The plot, if we're being brutally honest, is not exactly breaking new ground. It's not even really turning over topsoil really if you want to continue a gardening analogy. Northern loser dropout unexpectedly finds himself transferred to the titular improbably named Slaughterhouse School where he finds himself predictably out of his depth. For reasons I presume only for the express intent of making a political statement, a shady energy company is fracking in the woods by the school grounds and accidentally open some sort of doorway to hell, because of course they do. Despite that being a fairly outlandish set-up for a monster based horror comedy it would probably work OK if it took up the first 15 minutes or so and just got to the gore soaked cat and mouse we all know and love.

There are just too many wasted opportunities here, partially because as a movie it's struggling to find any sort of identity of its own. It's not quite an Inbetweeners style misfits at school comedy (I use that term loosely in reference to the Inbetweeners; I'd rather have my nuts fed through an office shredder than watch that shite) although there are elements of that. There are some half decent lines and a few neat sight gags, as well as the inevitable sex puns, but the biggest chuckles came from the script pilfering stuff from other movies - Gandalf's epic put down of the Balrog gets quoted quietly in the background for example. You could even draw some parallels with Harry Potter if you so chose, but they're scantly realised if they're deliberate. This is nowhere near as nuanced, nor as epic in scope; almost as if they really wanted to get that feeling of a full and rounded world but didn't have the time money or inclination to spend eight whole movies getting there. Horror wise, it's a sort of Attack of the Mutant Mole Rats scenario, but doesn't really bring anything exciting to the table. Despite their obvious differences, the jumble of heroic kids gel together a little too easily; first against the evil prefect (who is basically Draco Malfoy after a steady diet of protein and Nandrolone for a decade) and then against the mutant mole rats buts there's little chemistry between any of them. Quite a lot of the humour here seems to be derived from the premise it's funny to hear kids swear. 
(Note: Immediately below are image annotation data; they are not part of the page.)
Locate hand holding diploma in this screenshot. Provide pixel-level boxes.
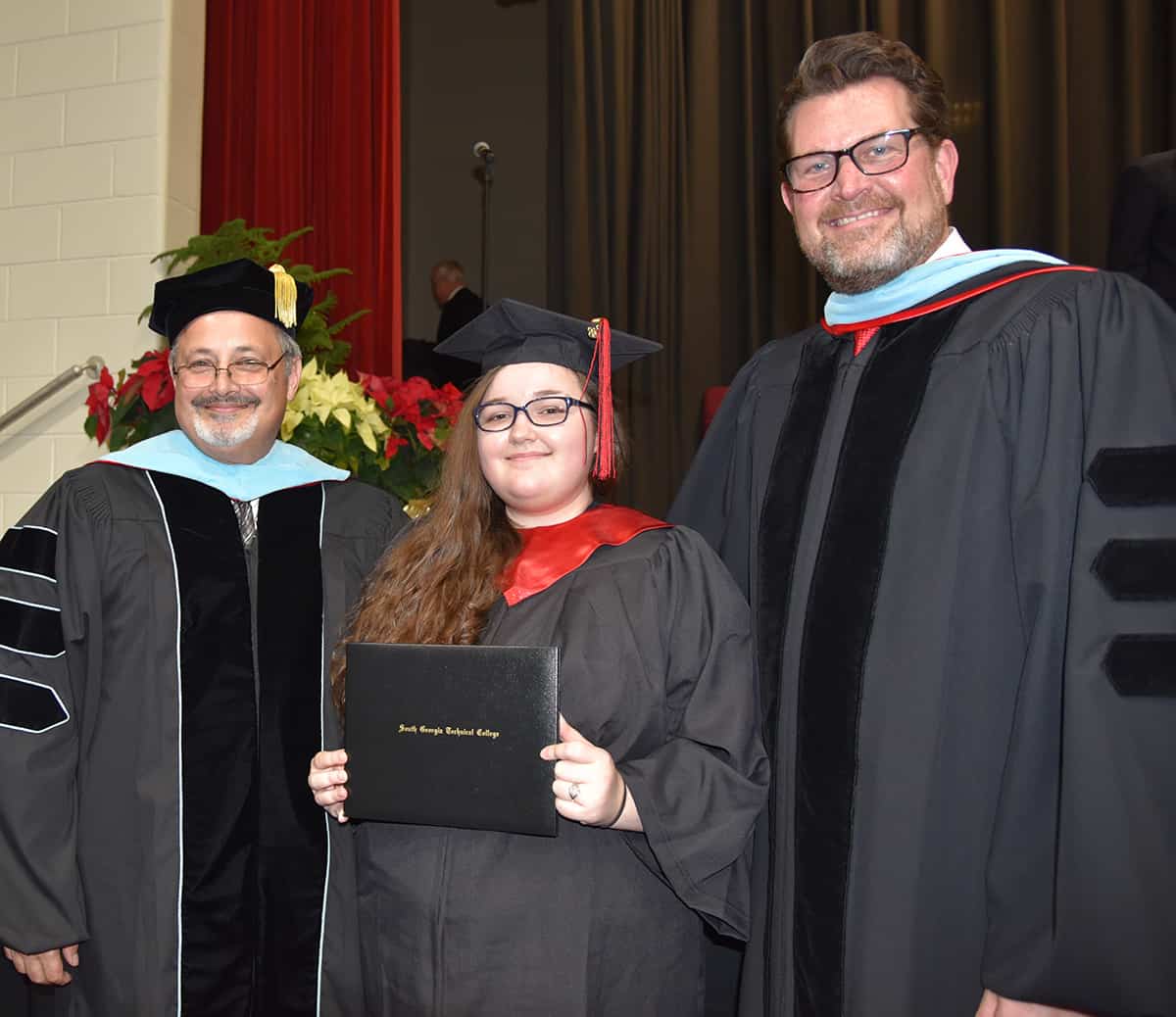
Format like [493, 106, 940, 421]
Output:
[539, 713, 642, 831]
[306, 749, 347, 823]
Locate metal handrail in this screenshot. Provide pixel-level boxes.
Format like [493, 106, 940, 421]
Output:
[0, 357, 106, 430]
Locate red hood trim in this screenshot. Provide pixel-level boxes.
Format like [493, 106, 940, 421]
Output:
[499, 506, 669, 606]
[821, 265, 1099, 335]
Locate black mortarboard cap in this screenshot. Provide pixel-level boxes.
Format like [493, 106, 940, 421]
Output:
[436, 300, 661, 383]
[436, 300, 661, 477]
[148, 258, 314, 346]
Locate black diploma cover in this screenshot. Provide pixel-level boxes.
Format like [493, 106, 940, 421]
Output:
[345, 643, 559, 837]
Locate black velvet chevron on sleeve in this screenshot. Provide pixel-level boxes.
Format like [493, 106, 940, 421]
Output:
[1090, 539, 1176, 601]
[1103, 635, 1176, 696]
[1087, 445, 1176, 508]
[0, 527, 58, 580]
[0, 675, 70, 735]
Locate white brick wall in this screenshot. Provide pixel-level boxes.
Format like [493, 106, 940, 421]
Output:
[0, 0, 205, 529]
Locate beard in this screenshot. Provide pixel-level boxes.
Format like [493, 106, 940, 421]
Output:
[796, 189, 948, 294]
[192, 395, 261, 448]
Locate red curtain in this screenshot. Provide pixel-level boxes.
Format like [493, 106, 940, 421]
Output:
[200, 0, 402, 376]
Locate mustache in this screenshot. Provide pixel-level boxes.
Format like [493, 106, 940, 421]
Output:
[192, 392, 261, 408]
[821, 196, 904, 222]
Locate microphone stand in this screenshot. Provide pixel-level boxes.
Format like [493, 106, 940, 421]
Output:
[477, 152, 494, 307]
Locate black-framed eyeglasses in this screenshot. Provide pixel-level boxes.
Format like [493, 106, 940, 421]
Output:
[175, 353, 286, 388]
[474, 395, 596, 431]
[780, 127, 923, 194]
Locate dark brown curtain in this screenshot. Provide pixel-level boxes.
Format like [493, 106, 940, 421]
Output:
[548, 0, 1176, 513]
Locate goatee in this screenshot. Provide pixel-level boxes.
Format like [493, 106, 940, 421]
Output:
[798, 197, 949, 294]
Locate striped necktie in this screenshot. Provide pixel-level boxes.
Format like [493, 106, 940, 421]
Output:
[233, 499, 258, 547]
[854, 324, 882, 357]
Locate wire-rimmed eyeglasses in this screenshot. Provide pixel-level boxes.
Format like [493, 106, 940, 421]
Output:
[175, 353, 286, 388]
[474, 395, 596, 431]
[780, 127, 923, 194]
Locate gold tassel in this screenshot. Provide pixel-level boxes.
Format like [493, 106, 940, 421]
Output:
[270, 265, 298, 328]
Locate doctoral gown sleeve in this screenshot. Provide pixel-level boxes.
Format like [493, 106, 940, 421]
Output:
[668, 328, 819, 602]
[668, 363, 755, 599]
[0, 476, 110, 953]
[983, 272, 1176, 1015]
[619, 527, 768, 940]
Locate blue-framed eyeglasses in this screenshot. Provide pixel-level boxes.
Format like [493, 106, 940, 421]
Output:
[474, 395, 596, 431]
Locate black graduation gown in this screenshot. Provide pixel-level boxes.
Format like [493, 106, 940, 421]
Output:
[357, 519, 766, 1017]
[670, 266, 1176, 1017]
[0, 463, 404, 1017]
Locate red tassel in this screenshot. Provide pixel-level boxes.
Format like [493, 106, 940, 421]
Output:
[588, 317, 616, 480]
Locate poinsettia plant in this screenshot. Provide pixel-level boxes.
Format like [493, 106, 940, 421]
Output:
[359, 371, 461, 513]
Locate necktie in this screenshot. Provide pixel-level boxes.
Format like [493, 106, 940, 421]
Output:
[854, 324, 881, 357]
[233, 500, 258, 547]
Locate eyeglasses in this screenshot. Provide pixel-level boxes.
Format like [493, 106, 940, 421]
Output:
[175, 353, 286, 388]
[780, 127, 924, 194]
[474, 395, 596, 431]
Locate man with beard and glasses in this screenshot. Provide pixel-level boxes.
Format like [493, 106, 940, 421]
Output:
[0, 260, 404, 1017]
[670, 33, 1176, 1017]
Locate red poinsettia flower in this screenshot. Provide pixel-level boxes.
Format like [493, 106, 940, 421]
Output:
[434, 381, 461, 427]
[86, 366, 114, 445]
[358, 370, 395, 406]
[135, 349, 175, 412]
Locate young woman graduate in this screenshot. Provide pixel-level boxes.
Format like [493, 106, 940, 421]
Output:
[310, 300, 768, 1017]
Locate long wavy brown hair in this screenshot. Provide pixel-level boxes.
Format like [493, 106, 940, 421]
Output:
[330, 368, 628, 716]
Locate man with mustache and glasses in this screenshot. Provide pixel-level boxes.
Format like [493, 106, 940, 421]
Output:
[670, 33, 1176, 1017]
[0, 260, 404, 1017]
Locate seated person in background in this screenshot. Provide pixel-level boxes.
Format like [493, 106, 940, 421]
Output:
[429, 259, 484, 342]
[1106, 148, 1176, 308]
[310, 301, 766, 1017]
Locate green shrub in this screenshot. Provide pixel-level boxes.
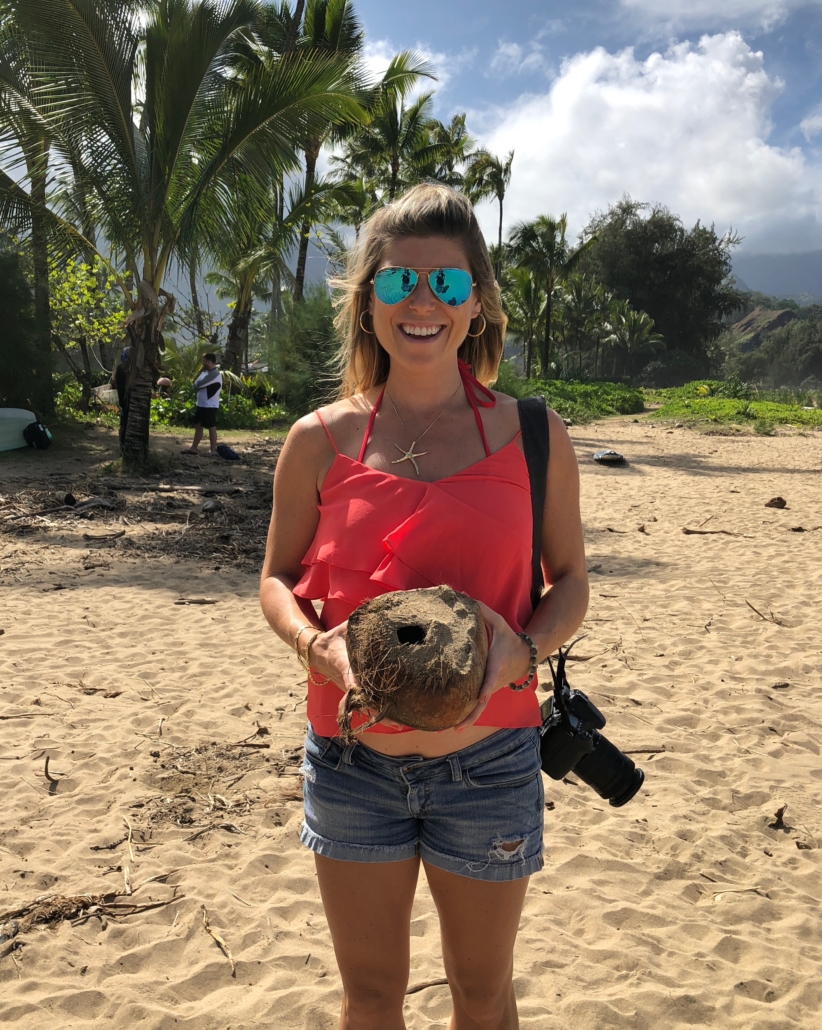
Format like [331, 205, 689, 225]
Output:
[268, 283, 339, 416]
[494, 362, 645, 422]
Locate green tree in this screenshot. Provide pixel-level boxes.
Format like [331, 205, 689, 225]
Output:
[7, 0, 361, 460]
[294, 0, 365, 301]
[465, 149, 514, 282]
[48, 258, 124, 411]
[0, 12, 55, 415]
[583, 197, 743, 373]
[0, 249, 41, 415]
[343, 75, 447, 201]
[603, 300, 664, 378]
[417, 113, 474, 188]
[557, 273, 611, 377]
[508, 214, 593, 378]
[503, 268, 545, 379]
The fracking thing though is my biggest peeve. Don't get me wrong, it's a dumb and potentially disastrous ecological shit-storm of a thing to do and right-minded people should be 100% against it. However, in a teen-comedy-horror it should be just the set-up not the recurring theme that everyone keeps going back to like it's the main villain of the piece. It's not subtle in the least; the script is so desperate to remind you how evil fracking is, it sort of has to cram all the other threads and character arcs into such a tiny amount of space that nobody develops and the loose ends just suddenly find themselves tied up relatively neatly. There are so many sub plots and underlying themes that get rushed though, including an anti suicide message that could have been an entire other film in and of itself. It's a real shame; as much as I'm not really much of a fan of TV as a format, this feels like they could have done the source material much more justice if they'd have given themselves a limited series of eight episodes and a bit more room to breathe.

Ultimately Slaughterhouse Rulez was a half decent watch let down by a messy script and a desperate desire to be an Edgar Wright film without actually ever having anything to do with Edgar Wright. Far from the Cornetto Tilogy, it's more like the half price ASDA own brand knock off your Mum got you because we aren't made of money.